For the surgery itself, the traditional approach involves an incision in a neck skin crease. The surgeon traces and removes the entire cyst and any tract connecting it to the throat. Recovery from open surgery can involve a few days with a small drain in place, some dietary restrictions, and moderate pain. For certain types, particularly fistulas that extend to the throat, some centers now offer endoscopic surgery using scopes inserted through the mouth. Patients who have the endoscopic approach often go home the same day, resume drinking normally that evening, and need little to no pain medication.
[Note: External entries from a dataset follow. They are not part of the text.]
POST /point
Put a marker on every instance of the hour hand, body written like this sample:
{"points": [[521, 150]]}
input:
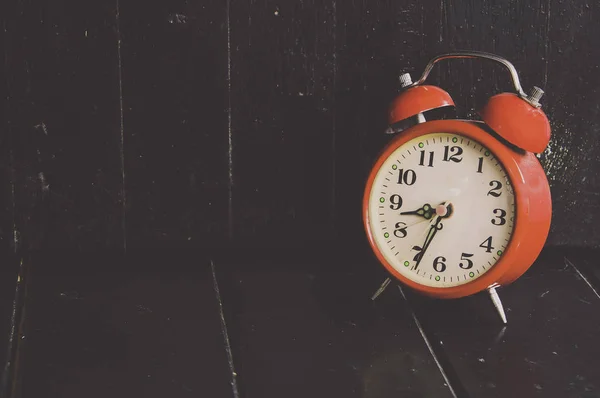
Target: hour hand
{"points": [[426, 211]]}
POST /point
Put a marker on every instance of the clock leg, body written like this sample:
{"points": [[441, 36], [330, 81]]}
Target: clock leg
{"points": [[497, 303], [383, 286]]}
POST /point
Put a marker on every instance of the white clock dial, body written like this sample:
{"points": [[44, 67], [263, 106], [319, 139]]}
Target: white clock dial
{"points": [[471, 186]]}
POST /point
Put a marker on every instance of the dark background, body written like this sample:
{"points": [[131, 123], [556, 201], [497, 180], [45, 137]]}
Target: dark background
{"points": [[207, 124], [159, 131]]}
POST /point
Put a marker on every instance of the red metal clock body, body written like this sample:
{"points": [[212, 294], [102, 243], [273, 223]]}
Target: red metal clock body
{"points": [[455, 207]]}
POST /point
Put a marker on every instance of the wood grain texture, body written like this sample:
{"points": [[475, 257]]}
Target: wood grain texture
{"points": [[318, 334], [255, 123], [101, 326], [63, 104], [553, 321], [6, 152], [573, 157], [174, 60], [377, 41], [283, 68]]}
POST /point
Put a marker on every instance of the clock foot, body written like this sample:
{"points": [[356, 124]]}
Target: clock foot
{"points": [[383, 286], [497, 303]]}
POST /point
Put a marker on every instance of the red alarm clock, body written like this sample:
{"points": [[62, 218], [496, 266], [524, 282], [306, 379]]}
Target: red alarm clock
{"points": [[455, 207]]}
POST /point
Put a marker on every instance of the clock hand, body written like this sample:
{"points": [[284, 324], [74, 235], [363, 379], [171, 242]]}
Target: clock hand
{"points": [[426, 211], [432, 231], [442, 211]]}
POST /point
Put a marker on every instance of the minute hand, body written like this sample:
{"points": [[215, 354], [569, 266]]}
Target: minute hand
{"points": [[432, 231]]}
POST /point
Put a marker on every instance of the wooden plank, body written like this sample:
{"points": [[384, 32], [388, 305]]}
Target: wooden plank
{"points": [[283, 67], [6, 172], [573, 158], [548, 347], [137, 326], [174, 59], [537, 37], [517, 30], [64, 108], [376, 42], [318, 334]]}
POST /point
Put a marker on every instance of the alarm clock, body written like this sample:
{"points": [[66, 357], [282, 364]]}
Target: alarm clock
{"points": [[454, 207]]}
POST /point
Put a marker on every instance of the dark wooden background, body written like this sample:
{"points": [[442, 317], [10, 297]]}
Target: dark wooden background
{"points": [[213, 124], [133, 133]]}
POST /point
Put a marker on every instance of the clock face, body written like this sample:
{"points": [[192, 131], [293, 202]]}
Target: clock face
{"points": [[441, 210]]}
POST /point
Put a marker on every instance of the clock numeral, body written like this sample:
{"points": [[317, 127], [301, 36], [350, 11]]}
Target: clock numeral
{"points": [[499, 220], [487, 245], [400, 231], [497, 185], [407, 177], [422, 161], [480, 166], [453, 157], [419, 254], [466, 257], [438, 264], [396, 202]]}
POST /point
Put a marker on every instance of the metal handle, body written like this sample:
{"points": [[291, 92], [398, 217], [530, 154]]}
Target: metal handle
{"points": [[474, 54]]}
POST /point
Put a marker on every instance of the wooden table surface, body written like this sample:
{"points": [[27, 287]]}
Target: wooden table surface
{"points": [[165, 325]]}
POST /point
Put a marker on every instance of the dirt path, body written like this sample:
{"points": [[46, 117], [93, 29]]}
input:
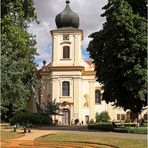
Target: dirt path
{"points": [[28, 139], [39, 144]]}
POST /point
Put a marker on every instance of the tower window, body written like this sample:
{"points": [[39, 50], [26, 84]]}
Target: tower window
{"points": [[65, 88], [66, 52], [97, 97]]}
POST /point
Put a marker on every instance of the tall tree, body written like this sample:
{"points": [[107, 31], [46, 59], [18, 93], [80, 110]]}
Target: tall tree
{"points": [[17, 55], [119, 52]]}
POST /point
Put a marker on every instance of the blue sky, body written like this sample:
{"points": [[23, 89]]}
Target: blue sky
{"points": [[90, 21]]}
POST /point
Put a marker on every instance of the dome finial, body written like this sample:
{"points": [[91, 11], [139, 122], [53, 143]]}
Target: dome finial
{"points": [[67, 1]]}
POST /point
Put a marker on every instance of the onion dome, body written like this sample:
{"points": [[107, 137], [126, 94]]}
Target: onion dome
{"points": [[67, 18]]}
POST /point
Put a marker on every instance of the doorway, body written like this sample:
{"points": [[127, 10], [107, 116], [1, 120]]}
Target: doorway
{"points": [[66, 117], [86, 119]]}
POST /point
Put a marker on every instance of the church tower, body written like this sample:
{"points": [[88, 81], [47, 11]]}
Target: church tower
{"points": [[67, 39], [68, 78]]}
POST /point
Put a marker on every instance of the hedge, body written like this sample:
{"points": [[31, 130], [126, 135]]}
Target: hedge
{"points": [[32, 118], [109, 127]]}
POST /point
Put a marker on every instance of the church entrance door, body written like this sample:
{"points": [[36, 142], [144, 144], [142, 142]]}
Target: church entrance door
{"points": [[66, 117]]}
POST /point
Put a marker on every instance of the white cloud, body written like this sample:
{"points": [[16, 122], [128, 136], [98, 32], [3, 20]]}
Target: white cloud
{"points": [[90, 21]]}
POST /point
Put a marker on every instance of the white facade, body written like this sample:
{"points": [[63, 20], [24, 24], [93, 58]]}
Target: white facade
{"points": [[71, 80]]}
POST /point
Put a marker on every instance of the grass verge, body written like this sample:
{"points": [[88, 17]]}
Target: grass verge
{"points": [[117, 142], [6, 135]]}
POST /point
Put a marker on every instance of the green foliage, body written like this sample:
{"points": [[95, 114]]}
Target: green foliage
{"points": [[109, 127], [102, 117], [33, 118], [17, 49], [101, 126], [119, 52], [51, 108]]}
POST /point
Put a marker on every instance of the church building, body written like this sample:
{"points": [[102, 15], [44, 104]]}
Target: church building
{"points": [[71, 80]]}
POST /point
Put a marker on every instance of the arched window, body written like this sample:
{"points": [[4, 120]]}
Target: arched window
{"points": [[65, 88], [97, 97], [66, 52]]}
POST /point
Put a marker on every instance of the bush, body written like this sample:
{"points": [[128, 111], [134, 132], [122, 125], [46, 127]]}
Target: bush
{"points": [[102, 117], [33, 118], [101, 126], [109, 127]]}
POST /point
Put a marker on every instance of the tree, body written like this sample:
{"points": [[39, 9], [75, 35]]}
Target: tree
{"points": [[119, 52], [17, 56]]}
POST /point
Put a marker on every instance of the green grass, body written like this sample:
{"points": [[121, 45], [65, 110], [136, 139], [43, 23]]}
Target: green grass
{"points": [[122, 143], [6, 135]]}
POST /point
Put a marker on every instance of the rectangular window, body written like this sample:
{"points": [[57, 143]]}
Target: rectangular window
{"points": [[65, 88], [97, 97], [118, 116], [66, 52]]}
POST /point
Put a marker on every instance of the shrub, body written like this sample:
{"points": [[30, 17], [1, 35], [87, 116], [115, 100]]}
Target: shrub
{"points": [[101, 126], [102, 117], [33, 118]]}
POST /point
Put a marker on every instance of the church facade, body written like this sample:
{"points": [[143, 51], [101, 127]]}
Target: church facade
{"points": [[71, 80]]}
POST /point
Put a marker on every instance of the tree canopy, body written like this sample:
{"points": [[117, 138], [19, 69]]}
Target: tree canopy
{"points": [[17, 55], [119, 52]]}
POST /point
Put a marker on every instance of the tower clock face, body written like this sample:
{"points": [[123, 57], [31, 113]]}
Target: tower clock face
{"points": [[65, 36]]}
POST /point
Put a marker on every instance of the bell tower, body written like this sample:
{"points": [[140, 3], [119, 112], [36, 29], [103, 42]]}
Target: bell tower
{"points": [[67, 39]]}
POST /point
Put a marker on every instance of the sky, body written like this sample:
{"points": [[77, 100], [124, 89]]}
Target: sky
{"points": [[89, 12]]}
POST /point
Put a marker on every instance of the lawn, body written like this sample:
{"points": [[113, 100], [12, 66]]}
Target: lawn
{"points": [[117, 142], [6, 135]]}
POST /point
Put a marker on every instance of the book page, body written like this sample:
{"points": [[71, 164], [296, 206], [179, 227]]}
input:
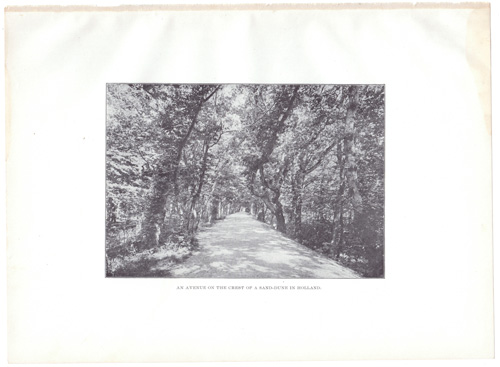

Complete excision is critical. In a retrospective study of 183 patients, the overall recurrence rate was about 3%, and every recurrence occurred in patients who had multiple infections before surgery. None of the cysts that were cleanly excised with an intact lining came back. This underscores why surgeons prefer to operate when the tissue is calm and not actively inflamed.
Malignant Transformation
Cancer arising within a branchial cleft cyst, called primary branchiogenic carcinoma, is extremely rare and remains a controversial diagnosis. For it to be confirmed, strict criteria must be met: the cancer must be found within the wall of an identifiable cyst, there must be a visible transition from normal cyst lining to cancerous cells, and no other primary cancer can be found anywhere else in the body. This diagnosis is so uncommon that it exists mostly as isolated case reports. For the vast majority of people with a branchial cleft cyst, malignant transformation is not a realistic concern.